I know for a fact that mental illness is real, any thoughts?


----------



## Cheshire Cat (Aug 24, 2007)

It is very real. Much can be fixed with proper medication.


----------



## etexas (Aug 24, 2007)

It is very real. I had a Schizophrenic cousin who announced once that "Vampires on Moon killed JFK".......he then went back to what he was doing. He did pretty well when mediated properly. So, from personal experience....I would say it is real!


----------



## jolivetti (Aug 24, 2007)

In my reading among nouthetic folks, I find Ed Welch to strike a really great and gentle balance between the biological and spiritual aspects of mental problems. 

We can neither say there is absolutely no mental illness nor cave into the hyper-medicated approach favored these days. Thus pastors and counselors need great wisdom, sensitivity and thoughtfulness for each person they talk to.


----------



## Calvibaptist (Aug 24, 2007)

Some of the fringe types probably say this about mental illness (putting it all at the feet of sin), but the mainstream ones tend to have a balanced perspective, recognizing that, while a lot of problems go back to sin in ones life, there are biological imbalances (as a result of the fall) that need to be handled by medication and counseling.


----------



## etexas (Aug 24, 2007)

jolivetti said:


> In my reading among nouthetic folks, I find Ed Welch to strike a really great and gentle balance between the biological and spiritual aspects of mental problems.
> 
> We can neither say there is absolutely no mental illness nor cave into the hyper-medicated approach favored these days. Thus pastors and counselors need great wisdom, sensitivity and thoughtfulness for each person they talk to.

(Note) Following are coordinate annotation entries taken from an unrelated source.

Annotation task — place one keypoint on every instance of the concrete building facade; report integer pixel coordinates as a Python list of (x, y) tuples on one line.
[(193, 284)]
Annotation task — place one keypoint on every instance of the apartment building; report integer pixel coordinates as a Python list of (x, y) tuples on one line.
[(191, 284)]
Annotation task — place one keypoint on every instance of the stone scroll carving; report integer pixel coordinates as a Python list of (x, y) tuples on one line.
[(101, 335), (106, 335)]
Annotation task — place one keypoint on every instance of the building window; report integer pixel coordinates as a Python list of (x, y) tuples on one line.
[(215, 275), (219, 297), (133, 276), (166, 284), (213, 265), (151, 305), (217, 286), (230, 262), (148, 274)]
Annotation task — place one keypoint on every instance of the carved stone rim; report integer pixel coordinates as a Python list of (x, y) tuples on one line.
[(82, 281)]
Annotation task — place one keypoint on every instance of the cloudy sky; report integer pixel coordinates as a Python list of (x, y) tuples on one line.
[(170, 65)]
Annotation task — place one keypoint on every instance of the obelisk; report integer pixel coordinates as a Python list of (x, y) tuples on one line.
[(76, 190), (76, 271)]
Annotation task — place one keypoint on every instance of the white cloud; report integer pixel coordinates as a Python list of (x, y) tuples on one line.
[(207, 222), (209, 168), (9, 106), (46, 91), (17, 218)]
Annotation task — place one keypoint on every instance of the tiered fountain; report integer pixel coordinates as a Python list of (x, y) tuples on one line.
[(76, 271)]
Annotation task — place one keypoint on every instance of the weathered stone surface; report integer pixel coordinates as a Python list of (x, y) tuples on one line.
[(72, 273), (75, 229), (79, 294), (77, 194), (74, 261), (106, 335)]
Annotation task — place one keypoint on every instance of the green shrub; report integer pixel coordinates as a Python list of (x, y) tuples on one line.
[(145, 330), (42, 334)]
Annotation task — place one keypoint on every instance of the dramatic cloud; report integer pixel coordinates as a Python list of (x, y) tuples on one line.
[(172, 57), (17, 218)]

Please do not forget......with some of the newer neuro-imaging diganostic tools we now KNOW that in a lot of mental illness there are differences in brain structure between the "ill" person and "normal" person.


----------



## Calvibaptist (Aug 24, 2007)

Fingolfin said:


> jolivetti said:
> 
> 
> > In my reading among nouthetic folks, I find Ed Welch to strike a really great and gentle balance between the biological and spiritual aspects of mental problems.
> ...



I just listened to a sermon on Romans 1:24-27 (dealing with homosexuality) from this very perspective. I highly recommend it because his basic premise is that, even when there are differences in brain structure, etc. the reason is the fall. This might not say anything to whether or not nouthetic counseling is right or not, but it is a good way for dealing with the "nature" excuse for various sins.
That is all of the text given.